Super Agent Man: Martin Caidin’s ‘Cyborg’ Novels, 1972 – 1975

Exhibit / March 6, 2018

Object Name: Cyborg series (Cyborg, 1972; Operation Nuke, 1973; High Crystal, 1974; Cyborg IV, 1975)
Maker and Year: Arbor House, publisher, 1972-1975
Object Type: Books
Image SourceInternet Speculative Fiction Database
Description: (Michael Grasso)

The most famous and prominent fictional man-machine hybrid in 1970s pop culture was Colonel Steve Austin, as portrayed by Lee Majors in the television series The Six Million Dollar Man. Over the course of three television movies (all airing in 1973) and five seasons (1974-1978), Austin introduced the idea of a human “cybernetic organism” (cyborg) to the wider American public. The “cyborg” was originally defined in a 1960 paper as any biological organism with one or more technological implants; in the case of Manfred Clynes’ and Nathan Cline’s paper, these implants would make an Earth-born organism able to withstand the stresses of space travel. Steve Austin’s creator, aeronautics and space exploration expert Martin Caidin, found this idea intriguing and used it in multiple works. The basis for The Six Million Dollar Man, Caidin’s Cyborg series of novels (1972-1975) features test pilot and astronaut Steve Austin implanted with powerful cybernetic legs, a left arm (itself equipped with all kinds of spy gadgets such as a tranquilizer dart mechanism), an internal radio transmitter, and a bionic eye after a test flight accident. In both the book series and the television movies/series, Austin becomes a somewhat reluctant secret agent for a government agency known as the Office of Special Operations (in the novels and movies) or the Office of Scientific Intelligence (in the TV series).

Caidin’s four Steve Austin novels thus give us a high-tech futuristic James Bond, traveling across the world (and into space) to do the U.S. government’s dirty work. In the first Cyborg novel, Austin engages in real-world-style espionage against the Soviets and the Arab enemies of early-’70s Israel (his assignment in Cyborg is to team up with a female Israeli agent to steal a Soviet-provided MiG prototype from a fictional Arab country). But, like the film version of Bond, in subsequent novels Austin mostly goes up against “international criminal syndicates” instead of the Soviets. In Operation Nuke and High Crystal, Austin must beat these syndicates to MacGuffins that would upset the balance of power (a nuclear weapon and an ancient astronaut power source, respectively). In 1975’s Cyborg IV, Austin travels to space to fulfill the original promise of the “cyborg” by fusing his consciousness with a cutting-edge spacecraft computer system.

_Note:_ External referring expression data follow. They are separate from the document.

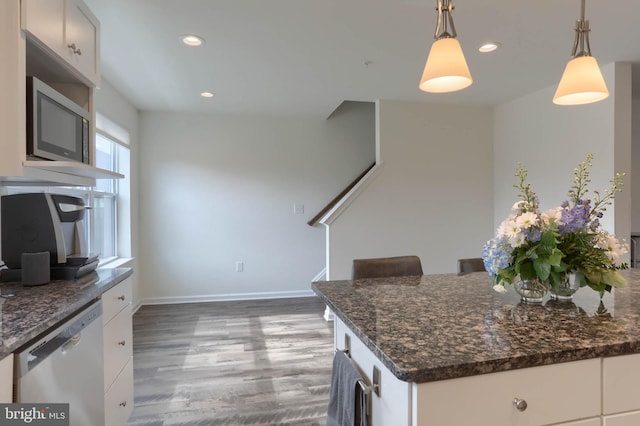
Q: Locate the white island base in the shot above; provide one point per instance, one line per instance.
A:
(593, 392)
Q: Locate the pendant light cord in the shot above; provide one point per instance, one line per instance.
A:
(582, 35)
(445, 20)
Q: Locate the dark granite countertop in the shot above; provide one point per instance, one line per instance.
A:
(438, 327)
(33, 310)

Caidin’s personal expertise in aeronautics and space exploration was obviously used to great effect in all four books, much as his close contemporary Michael Crichton used his own medical and scientific expertise in his hit 1970s technothrillers (note the reference to Crichton’s 1969 The Andromeda Strain and 1972 The Terminal Man on the paperback edition of Cyborg above). But Caidin was also interested in much of the popular pseudoscience of the 1970s, and used many of the occult touchstones of the era— including ESP, the Bermuda Triangle, and ancient astronauts (in 1974’s High Crystal)—in his books. A true believer in these phenomena, Caidin was the recipient of a challenge from legendary skeptic James Randi in the early ’90s, a few years before Caidin’s death, to prove his ability to move a “psi wheel” with the power of his mind.